I have just bought this great looking watch. Hope some of you guys can tell me more about this piece. I red almost everything on this forum but there is not much about it. I hope mister Hartmut Richter will answer too 
Thanks in advance. Here are the pictures


----------



## Hartmut Richter (Feb 13, 2006)

Well, I am not sure why I in particular should answer, but here goes.....

The watch is definitely post 1969 - the square logo confirms this. If early seventies, I would expect a case serial number structured ###D### or ###E### (where the #s are numbers) but it seems to be missing this. Instead, it has a reference number on the back which I can't decypher.

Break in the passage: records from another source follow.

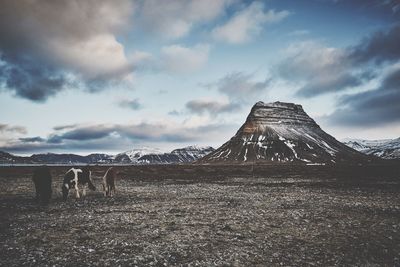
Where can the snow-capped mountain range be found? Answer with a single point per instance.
(387, 148)
(144, 155)
(282, 132)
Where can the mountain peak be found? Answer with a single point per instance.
(282, 132)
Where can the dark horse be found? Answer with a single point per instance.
(42, 180)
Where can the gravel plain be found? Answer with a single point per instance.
(207, 216)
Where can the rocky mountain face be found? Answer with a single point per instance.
(135, 156)
(282, 132)
(386, 149)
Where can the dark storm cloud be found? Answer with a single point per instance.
(324, 85)
(64, 127)
(212, 107)
(36, 139)
(12, 129)
(31, 80)
(379, 47)
(240, 85)
(133, 104)
(112, 137)
(372, 108)
(45, 44)
(326, 70)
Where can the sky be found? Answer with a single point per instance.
(86, 76)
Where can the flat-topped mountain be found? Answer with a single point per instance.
(282, 132)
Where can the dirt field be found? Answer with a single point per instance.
(208, 216)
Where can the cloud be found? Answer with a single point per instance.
(36, 139)
(329, 83)
(4, 128)
(47, 46)
(380, 47)
(201, 106)
(376, 107)
(133, 104)
(177, 58)
(175, 18)
(324, 70)
(247, 23)
(321, 69)
(239, 86)
(114, 136)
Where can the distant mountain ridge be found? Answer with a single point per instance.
(282, 132)
(136, 156)
(386, 149)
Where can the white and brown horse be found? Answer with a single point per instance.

What makes you think that it has a Cal. 2572 PC? If it did, the last three numbers of the reference number should be 380 but this does not seem to be the case (although the picture isn't clear enough for me to tell for certain). Does it have a 4 Hz beat rate? If the beat rate is higher, it should have a Cal. 408 (originally a Movado calibre) or an ETA 2837. As stated before, I have a hunch that it is from the late seventies (wrong case back number for early seventies). Zenith stopped making their own movements in 1975 so that, although old stock Cal. 2572 PCs were used, they also used other movements at that time.

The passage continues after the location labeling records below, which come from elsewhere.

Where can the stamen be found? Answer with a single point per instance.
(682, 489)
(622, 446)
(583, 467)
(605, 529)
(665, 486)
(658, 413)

If you can show a picture of the movement or at least give the full reference number, we can tell a little more.

Hartmut Richter


----------



## nikola0406 (Jun 17, 2010)

First thank you. It is 2572pc I have seen it and ref.is 01.1250.380 so it is. Any more info would be great. And I mention you because I seen that you have great knowledge of it. Thanks, Nikola


----------



## Hartmut Richter (Feb 13, 2006)

Ah well, the 380 confirms the calibre - and that would suggest that it is mid seventies. Before would conflict with the lack of a serial number and after would conflict with the movement.

Nice catch!

Hartmut Richter


----------



## nikola0406 (Jun 17, 2010)

So everything looks fine to you, because I am no expert for Zenith


----------



## Hans61 (Oct 11, 2010)

Zenith Surf für € 600 zu verkaufen von Privat auf Chrono24


----------



## nikola0406 (Jun 17, 2010)

Yes that is mine. Not asking for a price, just wonder does everything looks fine on it, as it should be, because I have seen many similar but not one the same


----------



## Hartmut Richter (Feb 13, 2006)

I think that it would be a very difficult task to put together a complete (pictorial) list of all Zenith models over the years. The movement is 100% genuine, I am practically certain that the dial also is. The case is the biggest unknown factor but the engraving on the back (writing and correct reference number structure) and the fact that it seems to go with the front does not leave me with any worries about that watch. Keep googling the ref number at intervals and see whether the web comes up with a similar or identical piece.

Hartmut Richter


----------



## nikola0406 (Jun 17, 2010)

Thank you very much. I will do that.


----------



## nikola0406 (Jun 17, 2010)

I have try that with no success  So if you guys have some links of vintage watches where can I have a look, you can PM me or put it here. Thanks, Nikola


----------